Толпа кишела музыкантами с инструментами за спиной и просто приезжими, явившимися послушать музыку и посмотреть на легендарное состязание. Полуденный водоворот влек всех к угощению, выпивке и веселой компании. Услышав оклик, Фелан замедлил шаг и увидел друзей, призывно машущих ему из раскрытых дверей трактира. В предвкушении обеда и беззаботной дружеской болтовни, он присоединился к ним. В трактире яблоку было негде упасть; музыканты ели стоя, а их инструменты свисали за окна, покачиваясь над водой. Вокруг только и разговоров было, что о грядущем состязании: кто что будет играть или петь первым номером, кого из бардов каких великих дворов видели в Кайрае, где, кем и какие ставки принимаются на то, кто займет место Кеннела.
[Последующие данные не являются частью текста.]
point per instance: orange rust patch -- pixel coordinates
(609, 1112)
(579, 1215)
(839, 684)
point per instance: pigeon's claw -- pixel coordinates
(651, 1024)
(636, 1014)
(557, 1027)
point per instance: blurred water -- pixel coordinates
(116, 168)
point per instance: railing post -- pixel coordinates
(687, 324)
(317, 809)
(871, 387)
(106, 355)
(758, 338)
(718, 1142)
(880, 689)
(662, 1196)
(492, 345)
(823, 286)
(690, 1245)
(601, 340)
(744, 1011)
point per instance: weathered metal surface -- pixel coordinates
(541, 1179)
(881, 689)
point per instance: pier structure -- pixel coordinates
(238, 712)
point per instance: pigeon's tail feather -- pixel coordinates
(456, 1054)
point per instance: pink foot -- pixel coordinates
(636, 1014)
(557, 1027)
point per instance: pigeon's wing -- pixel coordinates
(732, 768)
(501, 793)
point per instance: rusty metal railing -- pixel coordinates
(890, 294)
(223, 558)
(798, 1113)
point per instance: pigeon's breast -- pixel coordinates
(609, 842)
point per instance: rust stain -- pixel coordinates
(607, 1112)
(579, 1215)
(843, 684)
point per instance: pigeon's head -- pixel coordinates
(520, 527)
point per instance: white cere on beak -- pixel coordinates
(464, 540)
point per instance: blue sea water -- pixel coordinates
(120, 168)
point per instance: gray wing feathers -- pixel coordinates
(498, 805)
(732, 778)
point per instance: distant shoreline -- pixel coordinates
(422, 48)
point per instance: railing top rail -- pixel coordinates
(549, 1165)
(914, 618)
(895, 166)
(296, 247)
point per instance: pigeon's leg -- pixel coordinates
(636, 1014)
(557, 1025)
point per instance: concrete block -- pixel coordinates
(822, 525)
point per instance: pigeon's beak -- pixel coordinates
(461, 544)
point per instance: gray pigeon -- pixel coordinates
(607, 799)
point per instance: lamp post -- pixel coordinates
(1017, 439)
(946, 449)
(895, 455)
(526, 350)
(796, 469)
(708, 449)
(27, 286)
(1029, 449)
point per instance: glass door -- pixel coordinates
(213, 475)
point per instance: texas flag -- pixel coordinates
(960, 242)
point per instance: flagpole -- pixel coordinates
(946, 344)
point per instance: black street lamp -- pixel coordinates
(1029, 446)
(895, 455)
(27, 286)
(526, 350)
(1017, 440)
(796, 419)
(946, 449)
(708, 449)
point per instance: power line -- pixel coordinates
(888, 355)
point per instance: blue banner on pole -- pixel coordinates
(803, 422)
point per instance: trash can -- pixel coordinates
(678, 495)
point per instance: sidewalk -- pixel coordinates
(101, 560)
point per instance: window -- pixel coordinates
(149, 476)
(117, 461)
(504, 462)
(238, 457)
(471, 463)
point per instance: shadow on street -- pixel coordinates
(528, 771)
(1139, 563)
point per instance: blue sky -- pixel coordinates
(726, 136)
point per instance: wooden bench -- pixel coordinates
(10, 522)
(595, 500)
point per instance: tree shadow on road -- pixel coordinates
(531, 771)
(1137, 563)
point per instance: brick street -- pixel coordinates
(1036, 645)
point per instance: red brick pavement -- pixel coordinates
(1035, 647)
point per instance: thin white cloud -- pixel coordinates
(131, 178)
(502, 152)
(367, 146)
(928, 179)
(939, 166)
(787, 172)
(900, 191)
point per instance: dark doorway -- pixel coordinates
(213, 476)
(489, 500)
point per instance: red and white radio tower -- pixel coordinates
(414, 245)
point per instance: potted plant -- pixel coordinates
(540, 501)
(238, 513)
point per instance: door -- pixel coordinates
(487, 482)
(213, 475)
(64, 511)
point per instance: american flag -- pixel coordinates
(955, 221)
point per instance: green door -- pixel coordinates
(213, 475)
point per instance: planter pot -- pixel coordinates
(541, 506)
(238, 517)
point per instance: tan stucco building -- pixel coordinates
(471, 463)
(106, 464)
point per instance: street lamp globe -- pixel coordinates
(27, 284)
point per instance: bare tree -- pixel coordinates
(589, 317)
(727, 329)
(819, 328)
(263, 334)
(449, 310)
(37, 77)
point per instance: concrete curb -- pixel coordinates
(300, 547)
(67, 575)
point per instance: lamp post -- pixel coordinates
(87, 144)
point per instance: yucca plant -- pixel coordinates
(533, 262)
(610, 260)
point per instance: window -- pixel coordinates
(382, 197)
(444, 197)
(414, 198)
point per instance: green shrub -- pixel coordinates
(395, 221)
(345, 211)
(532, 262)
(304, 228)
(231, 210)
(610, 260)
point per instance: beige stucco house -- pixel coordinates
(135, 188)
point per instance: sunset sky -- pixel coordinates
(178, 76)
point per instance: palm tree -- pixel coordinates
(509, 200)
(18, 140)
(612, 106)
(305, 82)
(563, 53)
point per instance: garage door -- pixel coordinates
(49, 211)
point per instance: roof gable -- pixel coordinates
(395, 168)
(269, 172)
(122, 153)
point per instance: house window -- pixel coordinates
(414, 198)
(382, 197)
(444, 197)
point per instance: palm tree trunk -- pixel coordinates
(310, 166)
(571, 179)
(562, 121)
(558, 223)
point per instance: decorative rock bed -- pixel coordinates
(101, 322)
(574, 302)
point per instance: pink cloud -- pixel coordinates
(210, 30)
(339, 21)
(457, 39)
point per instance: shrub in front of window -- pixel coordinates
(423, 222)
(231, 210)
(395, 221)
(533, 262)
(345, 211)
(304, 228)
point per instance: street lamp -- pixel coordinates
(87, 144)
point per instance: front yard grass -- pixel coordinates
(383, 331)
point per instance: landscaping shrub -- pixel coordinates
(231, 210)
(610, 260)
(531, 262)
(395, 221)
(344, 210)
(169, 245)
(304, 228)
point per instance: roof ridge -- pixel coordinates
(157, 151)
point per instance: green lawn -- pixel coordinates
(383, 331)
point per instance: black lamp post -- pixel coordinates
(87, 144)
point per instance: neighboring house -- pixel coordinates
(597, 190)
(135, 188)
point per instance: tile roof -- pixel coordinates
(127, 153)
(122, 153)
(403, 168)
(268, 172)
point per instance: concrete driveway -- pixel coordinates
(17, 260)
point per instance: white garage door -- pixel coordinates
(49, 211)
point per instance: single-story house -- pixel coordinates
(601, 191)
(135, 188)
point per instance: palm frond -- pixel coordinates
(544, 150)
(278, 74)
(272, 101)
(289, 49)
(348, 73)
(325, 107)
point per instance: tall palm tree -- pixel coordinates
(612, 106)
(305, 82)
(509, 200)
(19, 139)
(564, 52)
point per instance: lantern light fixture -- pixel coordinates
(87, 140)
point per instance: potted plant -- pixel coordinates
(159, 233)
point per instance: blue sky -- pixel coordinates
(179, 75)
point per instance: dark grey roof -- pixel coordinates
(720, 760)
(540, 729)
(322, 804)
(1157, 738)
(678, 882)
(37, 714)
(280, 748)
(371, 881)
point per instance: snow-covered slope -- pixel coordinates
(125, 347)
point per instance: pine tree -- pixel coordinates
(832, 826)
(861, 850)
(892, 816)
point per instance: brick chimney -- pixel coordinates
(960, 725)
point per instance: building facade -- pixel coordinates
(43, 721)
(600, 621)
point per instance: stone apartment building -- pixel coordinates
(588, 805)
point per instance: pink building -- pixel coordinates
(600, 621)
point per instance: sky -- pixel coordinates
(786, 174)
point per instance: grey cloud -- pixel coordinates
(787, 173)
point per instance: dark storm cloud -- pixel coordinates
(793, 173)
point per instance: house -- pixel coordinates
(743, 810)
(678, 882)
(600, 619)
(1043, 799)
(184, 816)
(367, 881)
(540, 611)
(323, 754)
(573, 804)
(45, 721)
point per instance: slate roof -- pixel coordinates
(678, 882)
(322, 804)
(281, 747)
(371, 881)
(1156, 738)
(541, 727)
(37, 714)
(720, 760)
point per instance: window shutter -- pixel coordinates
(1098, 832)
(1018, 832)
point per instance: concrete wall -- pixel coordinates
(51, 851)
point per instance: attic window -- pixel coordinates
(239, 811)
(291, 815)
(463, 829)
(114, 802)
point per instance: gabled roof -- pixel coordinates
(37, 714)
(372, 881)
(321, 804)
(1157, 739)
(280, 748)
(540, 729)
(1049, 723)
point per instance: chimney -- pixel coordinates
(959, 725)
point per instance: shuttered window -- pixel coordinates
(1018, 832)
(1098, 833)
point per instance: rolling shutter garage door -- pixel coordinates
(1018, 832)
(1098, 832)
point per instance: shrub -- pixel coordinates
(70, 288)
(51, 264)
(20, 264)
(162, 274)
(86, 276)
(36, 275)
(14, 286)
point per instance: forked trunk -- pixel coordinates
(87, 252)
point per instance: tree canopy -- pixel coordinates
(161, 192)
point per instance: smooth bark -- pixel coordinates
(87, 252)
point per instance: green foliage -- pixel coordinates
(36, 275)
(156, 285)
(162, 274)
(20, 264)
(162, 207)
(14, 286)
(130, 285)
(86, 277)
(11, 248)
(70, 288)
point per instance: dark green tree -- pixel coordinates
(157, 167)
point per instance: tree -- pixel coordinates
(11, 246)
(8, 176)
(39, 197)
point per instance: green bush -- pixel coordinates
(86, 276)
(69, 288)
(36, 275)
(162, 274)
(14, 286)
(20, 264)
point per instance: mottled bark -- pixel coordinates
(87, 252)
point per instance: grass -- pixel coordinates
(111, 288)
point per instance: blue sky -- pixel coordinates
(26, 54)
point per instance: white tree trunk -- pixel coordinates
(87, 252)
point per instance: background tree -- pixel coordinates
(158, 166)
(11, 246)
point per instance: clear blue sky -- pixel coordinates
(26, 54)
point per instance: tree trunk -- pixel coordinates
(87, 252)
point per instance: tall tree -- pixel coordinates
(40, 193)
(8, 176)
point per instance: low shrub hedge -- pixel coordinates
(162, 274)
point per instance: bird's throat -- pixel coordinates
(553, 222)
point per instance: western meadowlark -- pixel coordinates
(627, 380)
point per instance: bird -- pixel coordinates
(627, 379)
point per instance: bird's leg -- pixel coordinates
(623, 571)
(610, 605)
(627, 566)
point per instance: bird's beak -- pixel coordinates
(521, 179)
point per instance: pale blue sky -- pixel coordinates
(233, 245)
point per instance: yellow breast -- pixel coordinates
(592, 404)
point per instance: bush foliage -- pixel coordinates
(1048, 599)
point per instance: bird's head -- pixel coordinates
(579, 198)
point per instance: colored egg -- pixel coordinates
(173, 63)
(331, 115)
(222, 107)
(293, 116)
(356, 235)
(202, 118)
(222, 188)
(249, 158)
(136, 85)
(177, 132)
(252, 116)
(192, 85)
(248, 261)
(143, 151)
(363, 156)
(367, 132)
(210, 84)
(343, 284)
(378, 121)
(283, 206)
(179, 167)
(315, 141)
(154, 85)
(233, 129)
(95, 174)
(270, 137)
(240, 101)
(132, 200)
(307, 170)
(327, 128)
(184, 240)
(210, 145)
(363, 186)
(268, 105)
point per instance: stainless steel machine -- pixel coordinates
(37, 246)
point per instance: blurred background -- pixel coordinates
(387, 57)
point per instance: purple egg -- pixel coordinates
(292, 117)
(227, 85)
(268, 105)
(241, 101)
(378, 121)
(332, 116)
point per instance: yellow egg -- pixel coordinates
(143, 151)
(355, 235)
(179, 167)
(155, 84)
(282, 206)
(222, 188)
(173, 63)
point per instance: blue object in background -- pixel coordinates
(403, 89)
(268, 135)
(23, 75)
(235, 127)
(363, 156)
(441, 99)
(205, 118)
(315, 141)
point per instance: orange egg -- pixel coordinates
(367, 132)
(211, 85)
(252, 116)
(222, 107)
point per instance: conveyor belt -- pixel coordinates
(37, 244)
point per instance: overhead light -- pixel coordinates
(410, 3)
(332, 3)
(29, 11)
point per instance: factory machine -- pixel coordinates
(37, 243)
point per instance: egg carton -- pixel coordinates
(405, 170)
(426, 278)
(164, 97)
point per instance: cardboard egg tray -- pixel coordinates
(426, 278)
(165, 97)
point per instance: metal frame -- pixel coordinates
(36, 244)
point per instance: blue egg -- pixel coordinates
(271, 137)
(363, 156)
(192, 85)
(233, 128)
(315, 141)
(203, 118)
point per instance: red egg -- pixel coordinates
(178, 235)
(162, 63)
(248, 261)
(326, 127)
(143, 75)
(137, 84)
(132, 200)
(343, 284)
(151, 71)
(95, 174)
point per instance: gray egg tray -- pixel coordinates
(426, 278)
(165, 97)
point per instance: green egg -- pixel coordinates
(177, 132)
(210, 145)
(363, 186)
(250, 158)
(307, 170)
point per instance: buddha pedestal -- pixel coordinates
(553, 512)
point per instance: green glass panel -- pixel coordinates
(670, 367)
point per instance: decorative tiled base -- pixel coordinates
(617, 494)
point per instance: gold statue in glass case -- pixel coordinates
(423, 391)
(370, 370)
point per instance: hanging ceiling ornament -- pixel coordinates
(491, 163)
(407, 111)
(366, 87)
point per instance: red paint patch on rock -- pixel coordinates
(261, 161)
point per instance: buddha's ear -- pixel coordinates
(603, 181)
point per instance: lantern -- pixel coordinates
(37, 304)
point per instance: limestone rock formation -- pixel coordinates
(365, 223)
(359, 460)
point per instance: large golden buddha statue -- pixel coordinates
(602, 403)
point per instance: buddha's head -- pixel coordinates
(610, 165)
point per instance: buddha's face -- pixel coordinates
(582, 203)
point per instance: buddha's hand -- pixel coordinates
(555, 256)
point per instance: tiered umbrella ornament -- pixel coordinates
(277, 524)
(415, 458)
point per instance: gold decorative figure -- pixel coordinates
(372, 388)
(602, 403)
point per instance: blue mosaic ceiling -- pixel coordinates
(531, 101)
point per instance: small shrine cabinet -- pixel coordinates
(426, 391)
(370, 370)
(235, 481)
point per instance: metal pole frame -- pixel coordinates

Конечно же, фаворитом был Кельда. Но ведь он, в конце концов, всего лишь провинциальный бард из Гризхолда! Как знать, какие еще дивные чудеса из отдаленных дворов, быть может, в эту самую минуту едут к столице?
– А ты выступаешь? – спросил кто-то Фелана, заставив его с удивлением вспомнить, что он действительно выступает.
Под нажимом друзей он признался, что будет выступать, но практически не готовился и на победу вовсе не рассчитывает. Просто – чтоб было, что рассказать детям, когда они начнут приставать с вопросами, сделал ли он в жизни что-нибудь хоть чуточку интересное. После ухода друзей он задержался за пивом, слушая разных музыкантов, вновь пойманный в паутину восторгов, ожиданий и песен, накрывшую весь город.
Наконец он снова вышел на улицу, с удивлением оценил высоту солнца и длину теней на булыжной мостовой, и тут-то увидел отца.
Иона быстро, целеустремленно шагал куда-то вдоль берега, вверх по течению. Фелана он не заметил. Фелан устремился за ним, стараясь не спотыкаться о раскрытые футляры от инструментов на мостовой да пореже сталкиваться с гуляющими. Шли долго. Вот доки кончились, и толпа поредела. Следить за Ионой сделалось проще, хотя, вздумай он оглянуться, спрятаться было бы труднее. Однако Иона не оглядывался. Ближе к замку, где на улицах еще попадались кучки людей, толпившихся вокруг заезжих музыкантов, и чувствовалась прохлада предвечернего бриза, дувшего с реки, отец наконец-то свернул с неуклонно прямого пути, перелез через парапет набережной и скрылся из виду.
Фелан ускорил шаг, осторожно пересек усаженную деревьями набережную и, спрятавшись за толстым стволом, оглядел берег внизу. Иона шел вдоль реки по обнажившемуся после отлива илистому берегу, оставляя в грязи глубокие следы. Вот он снова свернул – к огромной трубе, наполовину заросшей кустарником, проложенной еще до того, как шлюзы, каналы и новые водопроводные сети изменили облик древнего русла реки.
Иона подошел к трубе и скрылся внутри.
Фелан издал негромкий стон, неуклюже перебрался через парапет и, увязая в иле, последовал за отцом в темноту.